An “astrological” affair and a move to America: Why breaking up was the best thing to happen to Fleetwood Mac

Nobody has ever said that being in a rock ‘n’ roll band is a steady profession, but Fleetwood Mac make it seem about as stable as a Jenga set on the San Andreas Faultline. Their lore is so melodramatic that even series like Daisy Jones & The Six barely seem like a parody at all. If anything, you’d have to tone down the reality to offer up a feasible fiction of the band.

Beset by sex, drugs, cults, divorces, feuds, firings, highs, lows, swindlers, misfits and tragedies, the biggest miracle of Fleetwood Mac is that they are still just about kicking around today. Ironically, it is not only this chaotic character that imbues their pop-rock with its awesome drama, but it is also the reason that they survived long enough to make it to the crescendo of Rumours.

Things were always nearly falling apart for the band. They were born from the break-up of John Mayall and The Bluesbreakers and teetered on the brink of their own one right up until the present. However, it was the brief time when they actually did call it a day that led to their most successful period.

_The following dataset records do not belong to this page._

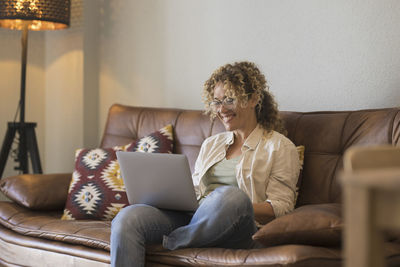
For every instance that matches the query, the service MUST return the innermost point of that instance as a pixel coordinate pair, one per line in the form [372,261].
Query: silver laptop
[158,179]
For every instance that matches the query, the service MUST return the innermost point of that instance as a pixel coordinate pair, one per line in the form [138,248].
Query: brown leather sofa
[32,234]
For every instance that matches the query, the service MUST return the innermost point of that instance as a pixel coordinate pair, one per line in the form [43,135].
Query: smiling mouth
[227,118]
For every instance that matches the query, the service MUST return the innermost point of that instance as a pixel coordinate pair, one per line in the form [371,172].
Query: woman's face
[234,117]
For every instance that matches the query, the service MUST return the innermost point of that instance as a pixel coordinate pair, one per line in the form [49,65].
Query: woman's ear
[253,100]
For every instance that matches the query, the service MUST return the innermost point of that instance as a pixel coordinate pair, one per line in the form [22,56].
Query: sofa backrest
[325,135]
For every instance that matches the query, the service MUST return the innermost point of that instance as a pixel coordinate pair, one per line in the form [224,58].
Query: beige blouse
[268,168]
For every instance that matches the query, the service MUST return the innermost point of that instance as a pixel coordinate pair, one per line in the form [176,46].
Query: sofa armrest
[314,224]
[38,191]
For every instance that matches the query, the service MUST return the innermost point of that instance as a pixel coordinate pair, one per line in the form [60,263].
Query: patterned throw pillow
[97,190]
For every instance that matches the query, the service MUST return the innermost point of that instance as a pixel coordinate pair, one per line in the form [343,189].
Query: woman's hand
[263,212]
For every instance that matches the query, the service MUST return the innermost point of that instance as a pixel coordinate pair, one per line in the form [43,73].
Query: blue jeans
[224,219]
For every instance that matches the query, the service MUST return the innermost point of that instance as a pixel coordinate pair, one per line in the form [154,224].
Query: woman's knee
[129,219]
[233,198]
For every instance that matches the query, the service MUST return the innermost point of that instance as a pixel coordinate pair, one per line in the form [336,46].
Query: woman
[244,176]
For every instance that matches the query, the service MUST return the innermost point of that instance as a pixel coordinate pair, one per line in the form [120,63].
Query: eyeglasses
[228,103]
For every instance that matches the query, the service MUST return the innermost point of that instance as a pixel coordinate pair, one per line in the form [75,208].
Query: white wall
[316,54]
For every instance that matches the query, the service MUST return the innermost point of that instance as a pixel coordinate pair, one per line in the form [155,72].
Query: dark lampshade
[36,14]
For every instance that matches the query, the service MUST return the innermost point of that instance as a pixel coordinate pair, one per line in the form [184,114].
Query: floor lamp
[27,15]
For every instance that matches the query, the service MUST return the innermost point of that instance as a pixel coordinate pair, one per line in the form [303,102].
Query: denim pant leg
[138,225]
[224,219]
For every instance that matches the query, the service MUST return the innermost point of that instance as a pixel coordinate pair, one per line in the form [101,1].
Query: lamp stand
[26,130]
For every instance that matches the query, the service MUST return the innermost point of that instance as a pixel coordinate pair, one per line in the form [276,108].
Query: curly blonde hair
[243,80]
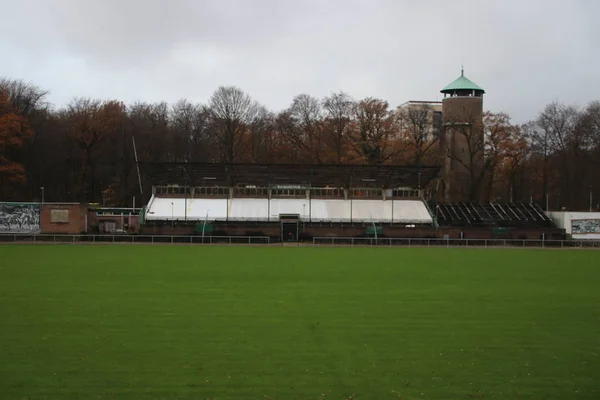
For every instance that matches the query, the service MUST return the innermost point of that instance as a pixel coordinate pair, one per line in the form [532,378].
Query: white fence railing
[317,241]
[142,239]
[440,242]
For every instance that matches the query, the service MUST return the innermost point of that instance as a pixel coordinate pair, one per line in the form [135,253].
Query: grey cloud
[524,53]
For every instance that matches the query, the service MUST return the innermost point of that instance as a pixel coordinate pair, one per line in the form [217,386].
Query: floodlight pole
[204,225]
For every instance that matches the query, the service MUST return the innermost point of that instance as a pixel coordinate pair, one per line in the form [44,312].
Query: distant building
[461,141]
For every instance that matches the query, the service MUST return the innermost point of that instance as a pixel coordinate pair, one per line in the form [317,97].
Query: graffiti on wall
[579,226]
[19,218]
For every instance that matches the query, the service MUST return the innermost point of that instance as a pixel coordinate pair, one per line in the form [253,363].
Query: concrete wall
[580,225]
[273,229]
[20,218]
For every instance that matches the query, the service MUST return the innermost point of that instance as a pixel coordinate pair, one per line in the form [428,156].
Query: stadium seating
[492,214]
[245,209]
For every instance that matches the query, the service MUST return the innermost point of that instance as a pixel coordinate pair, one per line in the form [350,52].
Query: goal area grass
[175,322]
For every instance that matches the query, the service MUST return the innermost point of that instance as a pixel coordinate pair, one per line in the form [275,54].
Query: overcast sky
[524,53]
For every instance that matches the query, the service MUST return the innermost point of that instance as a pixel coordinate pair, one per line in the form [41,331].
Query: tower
[461,141]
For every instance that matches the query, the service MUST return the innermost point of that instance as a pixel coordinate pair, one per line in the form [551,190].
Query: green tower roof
[462,83]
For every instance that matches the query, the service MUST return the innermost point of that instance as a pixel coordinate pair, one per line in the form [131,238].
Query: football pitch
[185,322]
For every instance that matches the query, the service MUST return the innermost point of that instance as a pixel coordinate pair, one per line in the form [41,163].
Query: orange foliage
[14,132]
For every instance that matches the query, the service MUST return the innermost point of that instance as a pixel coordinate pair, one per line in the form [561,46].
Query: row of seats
[492,214]
[408,211]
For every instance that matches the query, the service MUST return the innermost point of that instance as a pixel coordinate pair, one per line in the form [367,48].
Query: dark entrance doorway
[289,228]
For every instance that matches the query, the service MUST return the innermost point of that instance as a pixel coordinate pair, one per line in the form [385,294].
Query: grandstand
[526,215]
[320,200]
[240,194]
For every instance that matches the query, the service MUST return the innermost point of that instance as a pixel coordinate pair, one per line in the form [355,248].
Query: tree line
[83,152]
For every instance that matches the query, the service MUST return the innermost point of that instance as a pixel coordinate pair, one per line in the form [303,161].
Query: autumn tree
[14,133]
[191,129]
[560,135]
[231,111]
[375,137]
[260,136]
[505,149]
[337,125]
[88,124]
[417,124]
[303,130]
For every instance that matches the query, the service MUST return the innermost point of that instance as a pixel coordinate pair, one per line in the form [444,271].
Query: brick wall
[65,218]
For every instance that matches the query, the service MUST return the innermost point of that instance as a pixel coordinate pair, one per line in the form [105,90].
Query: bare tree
[306,113]
[191,131]
[24,97]
[232,112]
[261,131]
[417,127]
[375,138]
[563,137]
[337,125]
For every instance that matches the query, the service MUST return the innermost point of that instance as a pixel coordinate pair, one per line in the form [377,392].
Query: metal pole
[204,225]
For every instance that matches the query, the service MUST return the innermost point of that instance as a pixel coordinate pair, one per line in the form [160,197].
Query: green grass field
[179,322]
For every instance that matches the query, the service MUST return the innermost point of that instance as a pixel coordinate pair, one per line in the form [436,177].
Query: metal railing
[316,241]
[142,239]
[441,242]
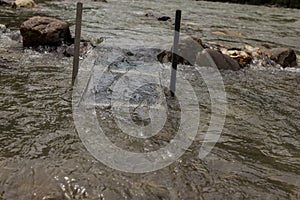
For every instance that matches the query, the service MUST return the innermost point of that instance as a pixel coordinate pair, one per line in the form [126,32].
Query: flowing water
[258,153]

In 1973, the band were six years into their journey. It had been a time filled with enough musical excellence to grant them kudos, but also enough tragedy to fill a pamphlet on Shakespeare. They had already parted ways with their two main guitarists in 1970 following a disastrous post-gig party in Germany.

“Peter Green and Danny Kirwan both went together to that house in Munich,” their one-time manager Clifford Davis recalls, “Both of them took acid, as I understand. Both of them, as of that day, became seriously mentally ill. It would be too much of a coincidence for it to be anything other than taking drugs, as of that day.”

So, in 1973, they were forced to shore up a degree of stability and brought in Bob Weston on guitar. This turned out to be a bad move. His guitar playing wasn’t the problem, though. The issue was that Weston and Mick Fleetwood’s wife Jenny Boyd, ”Were born within an hour of each other”. From the outside looking in, it remains difficult to see why that would’ve been an issue. However, according to Weston, this happenstance created an “astrological” connection so profound that they simply had to have an affair.

Mick found out, fired Weston, cancelled the tour, and temporarily called a halt to the band. He had had enough. He had seen Peter Green and Danny Kirwan lose themselves to drugs. Jeremy Spencer fled mid-tour to join a cult, and now his wife was riding Weston because they shared a birthday. Meanwhile, the hits were waning, the money was drying up, and substances were flying around like an explosion at Johnson & Johnson.

It was time for Mick to hang up his top hat. Everything went very quiet until 1974. With so many members coming and going in their seven years as a band, the contractual question of ‘Who owns Fleetwood Mac?’ came to the fore when the drummer looked to settle up.

Who owns Fleetwood Mac?

Manager Clifford Davis said, “This band has always been my band,” while the band themselves said that he had the matter the wrong way around: the band will always be the band, and he will very shortly not be their manager. With the legal arm wrestle ongoing, the band thought that if they were fighting for their name (literally), then they may as well reform. So they did, moved to America, signed to Warner Bros., and eventually settled out of court with Davis four years later.

Ironically, this legal struggle over their existence ensured that they survived the body blow of Weston and got back on the horse. Mick Fleetwood’s thinking seemed to be that if they were cursed to the extent that retirement still seemed to bring about its own set of problems, then they may as well embrace the fact that chaos will always follow them. It took the low point of this brutal realisation for the group to fully realise their appeal beyond the music. So, they put out an ad, Buckingham & Nicks answered, and the rest is history.